Перспектива эта, казалось, его ничуть не тревожила. Оливье оглядел седеющую бороду жреца и его расцвеченное румянцем азарта лицо и мысленно обозвал себя идиотом. Если их и вправду ждет битва, они победят с легкостью. Если нападение будет нацелено в основном на Роланда, они встанут вокруг графа стеной. К чему переживать из-за пары слов, сказанных на едва знакомом ему языке, — да и те он, возможно, понял неверно.
Чем отвеснее становились скалы и чем ближе сходились они над дорогой, тем медленнее тащился обоз. Шум марширующей армии, эхом перекатывающийся по ущельям, постепенно начал затихать. Войско ушло вперед. Как показалось Оливье, слишком далеко. Остался только их небольшой отряд, возницы и те из женщин и слуг, кто не последовал за хозяевами. Да еще телеги, трясущиеся и грохочущие на горном склоне. За спиной не было видно ничего, кроме камня, осыпей и крутого спуска. Впереди, насколько помнил Оливье, их ждал почти ровный участок, а затем еще один тяжелый подъем, практически козья тропа между скалами, и так до самой вершины перевала. Внизу, в долине, скапливался мрак, хотя небо еще оставалось светлым. Если ночь застигнет их в горах…
Роланд отправил разведчиков, пока утесы, обступавшие дорогу, оставались еще преодолимыми. Обратно никто не вернулся.
Вдоль по линии передали приказ. Спешиться и вести коней под уздцы. Оливье подчинился, но начал пробиваться к Роланду. Некоторое время он тратил все силы на то, чтобы отдышаться. Роланд молча карабкался вверх. Граф даже не выругался, когда его лошадь споткнулась.
— Может, — прохрипел Оливье между двумя мучительными вдохами, — тебе стоит протрубить в рог? Просто на всякий случай. Чтобы король знал, насколько мы отстали.
Рука Роланда нащупала олифант — прекрасный охотничий рог из слоновой кости, отделанный золотом и висящий на золотой перевязи. Меч и доспехи граф носил такие же простые, как у рядовых солдат, так что олифант был единственной красивой вещью, принадлежавшей Роланду. Однако граф так и не поднял рог к губам.

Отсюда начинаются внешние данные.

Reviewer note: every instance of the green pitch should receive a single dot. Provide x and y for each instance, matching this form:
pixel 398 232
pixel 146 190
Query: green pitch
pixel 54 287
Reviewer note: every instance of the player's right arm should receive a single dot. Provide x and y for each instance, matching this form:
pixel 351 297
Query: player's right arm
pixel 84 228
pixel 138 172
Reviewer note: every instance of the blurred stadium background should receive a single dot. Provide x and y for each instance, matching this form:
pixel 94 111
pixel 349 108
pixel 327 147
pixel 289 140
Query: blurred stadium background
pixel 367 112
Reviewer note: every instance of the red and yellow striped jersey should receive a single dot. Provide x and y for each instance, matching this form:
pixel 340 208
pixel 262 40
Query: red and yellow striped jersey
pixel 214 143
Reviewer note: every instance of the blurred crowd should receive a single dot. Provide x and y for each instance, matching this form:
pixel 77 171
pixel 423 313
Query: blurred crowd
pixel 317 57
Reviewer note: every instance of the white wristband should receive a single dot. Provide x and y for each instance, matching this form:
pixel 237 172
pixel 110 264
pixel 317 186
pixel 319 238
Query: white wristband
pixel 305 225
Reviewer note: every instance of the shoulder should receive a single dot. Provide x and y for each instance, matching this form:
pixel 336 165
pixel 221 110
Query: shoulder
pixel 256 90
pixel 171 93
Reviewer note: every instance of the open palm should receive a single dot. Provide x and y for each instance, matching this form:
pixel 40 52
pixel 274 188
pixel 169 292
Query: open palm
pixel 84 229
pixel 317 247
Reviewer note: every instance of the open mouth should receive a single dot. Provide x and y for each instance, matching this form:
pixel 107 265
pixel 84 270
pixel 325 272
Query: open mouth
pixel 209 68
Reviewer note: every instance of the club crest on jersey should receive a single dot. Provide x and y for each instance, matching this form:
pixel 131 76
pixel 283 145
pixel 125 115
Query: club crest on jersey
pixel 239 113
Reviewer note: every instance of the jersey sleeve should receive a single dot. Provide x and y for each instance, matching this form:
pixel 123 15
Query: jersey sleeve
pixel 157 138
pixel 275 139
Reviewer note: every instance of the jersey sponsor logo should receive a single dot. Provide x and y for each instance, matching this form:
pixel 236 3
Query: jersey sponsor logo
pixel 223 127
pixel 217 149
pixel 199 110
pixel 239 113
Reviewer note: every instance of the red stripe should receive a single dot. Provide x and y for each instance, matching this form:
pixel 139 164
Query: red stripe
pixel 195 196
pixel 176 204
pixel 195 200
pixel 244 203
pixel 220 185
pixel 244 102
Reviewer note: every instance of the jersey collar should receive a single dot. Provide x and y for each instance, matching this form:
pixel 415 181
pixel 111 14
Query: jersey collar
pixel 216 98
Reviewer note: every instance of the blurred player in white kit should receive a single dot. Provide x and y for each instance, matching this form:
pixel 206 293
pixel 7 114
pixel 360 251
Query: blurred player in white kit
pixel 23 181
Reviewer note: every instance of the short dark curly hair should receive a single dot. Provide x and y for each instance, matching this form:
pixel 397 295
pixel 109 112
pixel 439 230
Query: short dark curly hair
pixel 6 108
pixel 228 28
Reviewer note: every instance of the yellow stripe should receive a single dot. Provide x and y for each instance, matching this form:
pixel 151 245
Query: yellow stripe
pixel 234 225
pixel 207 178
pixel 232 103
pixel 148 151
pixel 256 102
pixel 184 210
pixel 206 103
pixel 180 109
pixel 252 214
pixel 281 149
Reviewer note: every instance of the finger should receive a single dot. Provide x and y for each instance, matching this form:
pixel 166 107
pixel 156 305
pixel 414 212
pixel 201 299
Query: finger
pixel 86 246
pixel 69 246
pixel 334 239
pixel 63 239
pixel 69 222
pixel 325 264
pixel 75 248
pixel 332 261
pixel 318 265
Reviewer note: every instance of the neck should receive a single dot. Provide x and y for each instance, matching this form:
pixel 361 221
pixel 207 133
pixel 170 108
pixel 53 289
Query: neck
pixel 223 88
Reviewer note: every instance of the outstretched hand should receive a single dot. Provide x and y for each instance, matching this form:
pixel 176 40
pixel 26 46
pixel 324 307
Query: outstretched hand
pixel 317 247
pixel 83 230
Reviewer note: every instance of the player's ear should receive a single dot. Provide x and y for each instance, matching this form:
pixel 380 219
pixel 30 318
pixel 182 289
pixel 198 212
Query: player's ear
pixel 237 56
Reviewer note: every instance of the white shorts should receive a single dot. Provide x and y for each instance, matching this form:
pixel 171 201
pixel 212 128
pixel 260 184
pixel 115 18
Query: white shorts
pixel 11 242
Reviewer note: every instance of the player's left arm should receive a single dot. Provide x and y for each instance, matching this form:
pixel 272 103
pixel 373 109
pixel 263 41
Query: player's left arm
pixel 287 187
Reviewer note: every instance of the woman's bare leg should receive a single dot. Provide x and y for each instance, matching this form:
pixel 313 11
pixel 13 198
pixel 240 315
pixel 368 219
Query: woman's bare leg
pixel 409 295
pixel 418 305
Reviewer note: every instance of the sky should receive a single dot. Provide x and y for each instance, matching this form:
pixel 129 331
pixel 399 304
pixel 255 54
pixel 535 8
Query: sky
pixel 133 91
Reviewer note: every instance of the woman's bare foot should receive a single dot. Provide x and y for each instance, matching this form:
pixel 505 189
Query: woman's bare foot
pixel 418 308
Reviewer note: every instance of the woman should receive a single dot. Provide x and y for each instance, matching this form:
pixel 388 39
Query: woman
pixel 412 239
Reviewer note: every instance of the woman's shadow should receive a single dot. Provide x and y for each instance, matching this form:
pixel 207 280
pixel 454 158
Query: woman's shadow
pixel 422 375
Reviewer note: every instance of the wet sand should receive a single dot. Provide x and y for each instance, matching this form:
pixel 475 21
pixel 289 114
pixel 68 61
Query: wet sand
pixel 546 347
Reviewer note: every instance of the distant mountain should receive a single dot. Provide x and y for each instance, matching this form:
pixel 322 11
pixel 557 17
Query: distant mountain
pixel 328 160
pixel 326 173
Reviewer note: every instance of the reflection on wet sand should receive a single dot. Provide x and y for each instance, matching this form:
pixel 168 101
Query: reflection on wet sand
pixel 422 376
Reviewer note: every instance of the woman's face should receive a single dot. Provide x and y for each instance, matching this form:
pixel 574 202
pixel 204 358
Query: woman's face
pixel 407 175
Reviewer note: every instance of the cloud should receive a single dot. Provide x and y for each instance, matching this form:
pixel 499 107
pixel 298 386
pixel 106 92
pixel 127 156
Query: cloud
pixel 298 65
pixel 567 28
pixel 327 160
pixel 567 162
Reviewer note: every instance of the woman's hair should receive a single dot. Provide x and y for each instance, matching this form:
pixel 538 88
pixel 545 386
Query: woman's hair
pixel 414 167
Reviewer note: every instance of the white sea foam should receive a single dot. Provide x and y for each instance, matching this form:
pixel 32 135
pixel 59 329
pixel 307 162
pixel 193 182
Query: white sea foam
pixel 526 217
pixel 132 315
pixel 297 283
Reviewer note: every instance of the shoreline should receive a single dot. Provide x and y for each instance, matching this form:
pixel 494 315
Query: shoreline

— Роланд, — повторил Оливье, — брат, протруби в рог! Если на нас нападут здесь, мы едва ли сможем продержаться до прихода короля. Нас слишком мало, а подъем слишком крут.
— Нет, — ответил Роланд.
Оливье снова втянул воздух и вложил в слова всю страсть, на какую был способен:
— Роланд, брат, протруби в рог! Я прошу тебя. Я возьму на себя весь позор — если нас ждет позор, а не армия, скрывающаяся в скалах.
— Никто не возьмет на себя мой позор, — отрубил Роланд. — Какую армию может выставить против нас свора дикарей? Мы отобьем их атаку. Или ты думаешь, что у меня не хватит сил?
— Я думаю, что твой отчим припрятал здесь что-то и это что-то — твоя погибель.
— Ты называешь супруга моей матери предателем?